|RALPHIE, GET YOUR GLASSES.|
|WHAT WAS I THINKING?|
THE FRONT PAGE
- Color, color and more color. But that's not why I'm featuring this card.
THE BACK PAGE
- Not a lot of numbers to get excited about, huh? Somebody saw something there, however.
- Strangely enough, this wasn't Mike Davis' first Topps card; his rookie card was in the '81 set. He had an '82 card, but not one in the main '83 set; hence, an appearance in the Traded set. I have no idea why Topps skipped him in its regular set. But that's not why I'm featuring this card.
- Color, color and more ... never mind. Read on.
- When I began collecting in '87, I selected a player whose cards I thought were undervalued and had the chance to be the next big thing. Mike Davis was that player.
- I remember buying his '81, '82, '84, '85 and '86 Topps cards from a dealer at a flea market. (This '83 card, part of the "Strawberry Traded Set,'' was too expensive to obtain.) The dealer looked up the prices of the cards, looked at me, looked back at the prices and basically said, "Who is this guy and why are you buying his cards?'' I smugly said, "I like his potential.'' He chuckled.
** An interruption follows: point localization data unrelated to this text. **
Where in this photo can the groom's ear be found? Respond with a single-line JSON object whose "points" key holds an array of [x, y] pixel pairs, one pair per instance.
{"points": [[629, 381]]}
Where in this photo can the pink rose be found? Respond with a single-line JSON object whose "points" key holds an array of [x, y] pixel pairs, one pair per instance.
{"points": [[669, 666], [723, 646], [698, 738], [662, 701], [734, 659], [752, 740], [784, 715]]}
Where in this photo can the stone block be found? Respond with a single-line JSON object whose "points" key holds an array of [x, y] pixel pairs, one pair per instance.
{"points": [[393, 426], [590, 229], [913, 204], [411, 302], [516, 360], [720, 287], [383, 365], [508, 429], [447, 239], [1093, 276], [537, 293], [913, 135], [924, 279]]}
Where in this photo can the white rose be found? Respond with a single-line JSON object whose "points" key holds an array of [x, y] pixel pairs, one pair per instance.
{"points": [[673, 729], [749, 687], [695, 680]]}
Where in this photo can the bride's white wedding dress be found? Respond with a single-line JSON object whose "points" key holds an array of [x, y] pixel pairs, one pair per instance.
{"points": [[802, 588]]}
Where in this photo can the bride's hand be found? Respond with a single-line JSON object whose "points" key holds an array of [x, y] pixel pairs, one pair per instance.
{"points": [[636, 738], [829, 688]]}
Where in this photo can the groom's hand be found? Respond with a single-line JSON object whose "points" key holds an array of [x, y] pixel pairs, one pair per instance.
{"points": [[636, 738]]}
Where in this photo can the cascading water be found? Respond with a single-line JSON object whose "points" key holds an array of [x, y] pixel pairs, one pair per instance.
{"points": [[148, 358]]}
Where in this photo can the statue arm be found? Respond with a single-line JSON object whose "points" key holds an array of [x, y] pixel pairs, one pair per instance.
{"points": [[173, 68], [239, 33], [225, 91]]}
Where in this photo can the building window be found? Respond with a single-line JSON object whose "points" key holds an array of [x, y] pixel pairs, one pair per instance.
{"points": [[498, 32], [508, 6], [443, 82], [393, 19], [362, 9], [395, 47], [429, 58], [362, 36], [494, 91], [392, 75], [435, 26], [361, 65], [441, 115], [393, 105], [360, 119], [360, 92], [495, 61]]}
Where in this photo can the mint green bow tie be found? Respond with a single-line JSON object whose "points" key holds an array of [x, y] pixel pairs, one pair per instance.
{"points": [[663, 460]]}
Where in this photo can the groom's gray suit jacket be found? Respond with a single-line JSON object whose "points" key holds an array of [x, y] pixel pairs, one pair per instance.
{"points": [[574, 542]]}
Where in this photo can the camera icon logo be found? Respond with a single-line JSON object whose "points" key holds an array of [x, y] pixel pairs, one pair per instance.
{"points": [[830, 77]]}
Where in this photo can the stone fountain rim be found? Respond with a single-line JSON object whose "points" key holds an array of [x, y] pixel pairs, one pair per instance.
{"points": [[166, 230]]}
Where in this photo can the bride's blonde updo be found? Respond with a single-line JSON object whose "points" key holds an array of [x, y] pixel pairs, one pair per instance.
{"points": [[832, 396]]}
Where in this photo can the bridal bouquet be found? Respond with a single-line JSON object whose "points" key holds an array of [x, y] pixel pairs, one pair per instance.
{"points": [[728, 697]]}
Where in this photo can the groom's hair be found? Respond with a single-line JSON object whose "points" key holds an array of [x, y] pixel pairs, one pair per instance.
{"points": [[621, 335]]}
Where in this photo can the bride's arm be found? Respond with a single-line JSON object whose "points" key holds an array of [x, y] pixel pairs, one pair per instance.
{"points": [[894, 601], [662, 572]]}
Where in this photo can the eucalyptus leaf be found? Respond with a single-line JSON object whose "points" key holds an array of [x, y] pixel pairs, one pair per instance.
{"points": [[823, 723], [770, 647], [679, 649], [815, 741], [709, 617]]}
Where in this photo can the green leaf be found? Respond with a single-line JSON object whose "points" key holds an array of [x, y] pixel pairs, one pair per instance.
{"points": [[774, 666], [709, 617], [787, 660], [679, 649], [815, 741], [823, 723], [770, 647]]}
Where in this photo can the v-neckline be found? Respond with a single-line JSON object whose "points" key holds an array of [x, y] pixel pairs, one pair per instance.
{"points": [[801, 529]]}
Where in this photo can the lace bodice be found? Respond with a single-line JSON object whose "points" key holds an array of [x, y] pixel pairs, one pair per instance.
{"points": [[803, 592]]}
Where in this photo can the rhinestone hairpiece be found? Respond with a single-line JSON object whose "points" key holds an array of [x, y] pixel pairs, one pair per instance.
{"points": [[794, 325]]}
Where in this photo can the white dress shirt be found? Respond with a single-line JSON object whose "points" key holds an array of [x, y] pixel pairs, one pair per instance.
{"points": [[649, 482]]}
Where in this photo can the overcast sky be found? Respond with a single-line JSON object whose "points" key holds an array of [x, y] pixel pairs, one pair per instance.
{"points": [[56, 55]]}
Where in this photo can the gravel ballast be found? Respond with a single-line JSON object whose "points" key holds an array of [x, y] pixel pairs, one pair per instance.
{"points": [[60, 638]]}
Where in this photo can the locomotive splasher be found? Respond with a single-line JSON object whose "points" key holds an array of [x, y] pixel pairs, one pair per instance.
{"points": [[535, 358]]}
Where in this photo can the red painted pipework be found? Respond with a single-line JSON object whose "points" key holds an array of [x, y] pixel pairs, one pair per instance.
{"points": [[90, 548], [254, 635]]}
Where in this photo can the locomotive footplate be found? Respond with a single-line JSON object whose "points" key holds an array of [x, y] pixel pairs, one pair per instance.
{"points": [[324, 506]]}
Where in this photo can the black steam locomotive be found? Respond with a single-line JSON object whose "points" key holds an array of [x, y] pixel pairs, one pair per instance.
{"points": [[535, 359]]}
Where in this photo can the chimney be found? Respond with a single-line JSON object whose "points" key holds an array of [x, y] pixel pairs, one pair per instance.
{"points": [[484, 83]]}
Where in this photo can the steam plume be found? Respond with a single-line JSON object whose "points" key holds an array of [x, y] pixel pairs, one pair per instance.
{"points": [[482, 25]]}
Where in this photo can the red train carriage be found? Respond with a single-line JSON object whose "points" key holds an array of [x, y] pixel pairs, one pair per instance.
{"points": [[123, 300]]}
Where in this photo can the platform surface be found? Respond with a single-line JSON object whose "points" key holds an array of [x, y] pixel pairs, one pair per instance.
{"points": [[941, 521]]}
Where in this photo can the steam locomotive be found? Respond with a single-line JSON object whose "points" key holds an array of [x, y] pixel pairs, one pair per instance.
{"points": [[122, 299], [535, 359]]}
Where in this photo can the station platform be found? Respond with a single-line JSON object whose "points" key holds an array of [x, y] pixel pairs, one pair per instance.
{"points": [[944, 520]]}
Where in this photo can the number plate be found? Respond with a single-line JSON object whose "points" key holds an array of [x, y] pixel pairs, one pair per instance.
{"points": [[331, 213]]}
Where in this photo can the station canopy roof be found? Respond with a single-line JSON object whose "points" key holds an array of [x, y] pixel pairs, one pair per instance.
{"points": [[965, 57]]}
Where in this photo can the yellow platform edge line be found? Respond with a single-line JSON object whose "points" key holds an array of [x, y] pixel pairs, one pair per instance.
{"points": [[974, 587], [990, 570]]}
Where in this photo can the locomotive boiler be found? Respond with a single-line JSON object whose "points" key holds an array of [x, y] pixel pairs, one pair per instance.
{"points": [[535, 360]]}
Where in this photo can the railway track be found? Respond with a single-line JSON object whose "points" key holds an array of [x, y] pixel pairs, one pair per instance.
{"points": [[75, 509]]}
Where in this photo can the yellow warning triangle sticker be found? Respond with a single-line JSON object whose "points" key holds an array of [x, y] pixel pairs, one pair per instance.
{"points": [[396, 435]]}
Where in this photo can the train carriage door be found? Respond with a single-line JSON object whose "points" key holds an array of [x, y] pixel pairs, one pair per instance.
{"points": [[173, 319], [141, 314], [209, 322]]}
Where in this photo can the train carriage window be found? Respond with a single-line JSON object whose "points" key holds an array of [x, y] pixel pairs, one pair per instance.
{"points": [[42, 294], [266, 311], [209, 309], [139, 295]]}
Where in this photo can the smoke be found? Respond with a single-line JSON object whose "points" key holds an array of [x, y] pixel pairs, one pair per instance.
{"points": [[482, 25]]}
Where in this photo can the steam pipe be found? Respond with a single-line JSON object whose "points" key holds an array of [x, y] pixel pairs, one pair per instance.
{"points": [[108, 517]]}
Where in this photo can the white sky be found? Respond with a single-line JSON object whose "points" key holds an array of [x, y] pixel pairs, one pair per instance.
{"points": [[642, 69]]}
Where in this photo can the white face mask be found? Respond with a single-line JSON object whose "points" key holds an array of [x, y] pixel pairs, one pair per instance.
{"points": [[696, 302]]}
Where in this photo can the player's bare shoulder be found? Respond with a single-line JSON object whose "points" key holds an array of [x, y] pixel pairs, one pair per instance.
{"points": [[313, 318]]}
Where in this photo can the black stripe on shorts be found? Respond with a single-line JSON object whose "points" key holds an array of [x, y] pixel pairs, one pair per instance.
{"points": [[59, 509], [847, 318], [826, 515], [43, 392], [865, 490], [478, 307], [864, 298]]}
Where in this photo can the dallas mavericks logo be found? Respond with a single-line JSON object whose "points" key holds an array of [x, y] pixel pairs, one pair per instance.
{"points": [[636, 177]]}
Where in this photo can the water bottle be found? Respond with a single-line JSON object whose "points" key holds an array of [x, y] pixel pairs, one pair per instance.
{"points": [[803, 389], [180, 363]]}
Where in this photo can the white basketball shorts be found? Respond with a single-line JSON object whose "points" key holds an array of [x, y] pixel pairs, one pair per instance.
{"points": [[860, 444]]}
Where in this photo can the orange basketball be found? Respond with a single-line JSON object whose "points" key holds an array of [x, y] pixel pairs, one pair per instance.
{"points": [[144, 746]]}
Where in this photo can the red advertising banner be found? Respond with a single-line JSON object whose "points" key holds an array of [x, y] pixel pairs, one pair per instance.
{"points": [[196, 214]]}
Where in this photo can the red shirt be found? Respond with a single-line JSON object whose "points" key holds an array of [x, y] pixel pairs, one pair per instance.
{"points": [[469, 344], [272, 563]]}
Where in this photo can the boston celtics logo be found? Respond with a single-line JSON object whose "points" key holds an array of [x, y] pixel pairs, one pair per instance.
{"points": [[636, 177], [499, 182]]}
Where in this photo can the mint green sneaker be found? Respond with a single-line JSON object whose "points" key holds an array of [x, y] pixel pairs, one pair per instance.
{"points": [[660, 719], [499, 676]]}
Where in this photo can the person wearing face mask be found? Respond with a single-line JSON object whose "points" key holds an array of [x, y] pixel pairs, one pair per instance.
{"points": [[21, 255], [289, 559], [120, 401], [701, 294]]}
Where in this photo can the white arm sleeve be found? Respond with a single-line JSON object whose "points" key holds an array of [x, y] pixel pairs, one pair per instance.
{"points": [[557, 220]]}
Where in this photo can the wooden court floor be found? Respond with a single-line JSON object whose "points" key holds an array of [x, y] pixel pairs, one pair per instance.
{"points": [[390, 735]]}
I did not, figuring it was only a matter of time before Davis would be on the cover of Beckett Monthly.
- Of course, we all know who had the last laugh. Had I looked more closely at Davis' numbers to that point I would've seen through '86 he had struck out more than twice as many times as he had walked, a clear sign he wasn't headed to Cooperstown. But his home run totals of 24 in '85 and 19 in '86 blinded me. He added 22 more in '87. He would hit seven more in the next two years and retired. I stopped speculating after that.
- But then came his shining moment in the '88 World Series. In Game 1, he drew a two-out walk off Dennis Eckersley in the ninth inning, bringing up surprise pinch-hitter Kirk Gibson. The Eck pitched around Davis because he and Manager Tony La Russa knew of Davis' power potential. Well, that and decoy Dave Anderson swinging a bat in the on-deck circle. My belief in Davis had been justified. "High fly ball hit into right field. She is ... gone! In a year that was so improbable, the impossible has happened!''
- Actually, the impossible would've been that walk increasing the demand for Davis' cards. It did not. He did, however, hit a two-run homer in the fourth inning in the decisive Game 5.